Tabitha poked Drake in the ribs.

“How come he doesn’t have a stupid name?”

“He’s more like a visiting free agent or perhaps a ringer of sorts. Therefore my wife didn’t get to name him, like us two.”

“Then how come he also didn’t get one?” she pointed at Howard.

The short, hairy man laughed mirthlessly before heading down the tunnel.

“She said his real name was ‘stupid enough already’ and that’s a direct quote.”

“Sticksies, you’re behind Howard,” Blackstar said.

“One second,” Drake pulled the mana potion from his pouch of holding and downed it one. “Yum, strawberry flavor and yet it’s purple.”

He felt his mana reserves fill like a shot of pure adrenaline to the heart.

It didn’t quite get to half, but beggars couldn’t be choosers.

Sure he could drink his other potion, but that had potentially fatal consequences.

From what Rand and Emma’s teacher had said a potion that could fill him from zero to a hundred safely was still beyond the capability of the best Earth human alchemists, mages, enchanters and such.

The rest of the fight through the necropolis was like a walk through the park, if one ignored the horrors in every chamber they went through.
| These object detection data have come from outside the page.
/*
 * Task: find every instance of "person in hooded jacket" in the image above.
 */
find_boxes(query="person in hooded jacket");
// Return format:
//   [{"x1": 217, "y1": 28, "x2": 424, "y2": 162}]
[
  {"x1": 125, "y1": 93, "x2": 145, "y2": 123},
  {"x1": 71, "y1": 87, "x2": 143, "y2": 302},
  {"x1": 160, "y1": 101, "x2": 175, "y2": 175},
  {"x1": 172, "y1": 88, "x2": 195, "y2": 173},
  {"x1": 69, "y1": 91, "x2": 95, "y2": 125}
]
The sights, sounds and smells would haunt Drake or rather they were added to his rotation of nightmares.

Old walkways for tourists were covered with streaks of old and new blood.

Points of interest once protected in the name of historical conservation had been filled with implements that belonged in darker ages past or turned into cells for their victims.

Drake had experienced many terrible things.

This… being done in what was supposed to be a holy place… by those that should’ve known better, been better… topped his list.

He was jarred from his rumination by a sudden earthquake.

The tunnels shook violently.

Dust clouds bloomed.

He cycled desperately through his helmet’s visual modes looking for the impending attack.

“Hold!” Blackstar barked. “I need eyes, Potter!”

“There’s nothing, sir! Our back’s clear and I can’t keep up with Rynnen, but he’s… uh… taking care of it,” Rand said.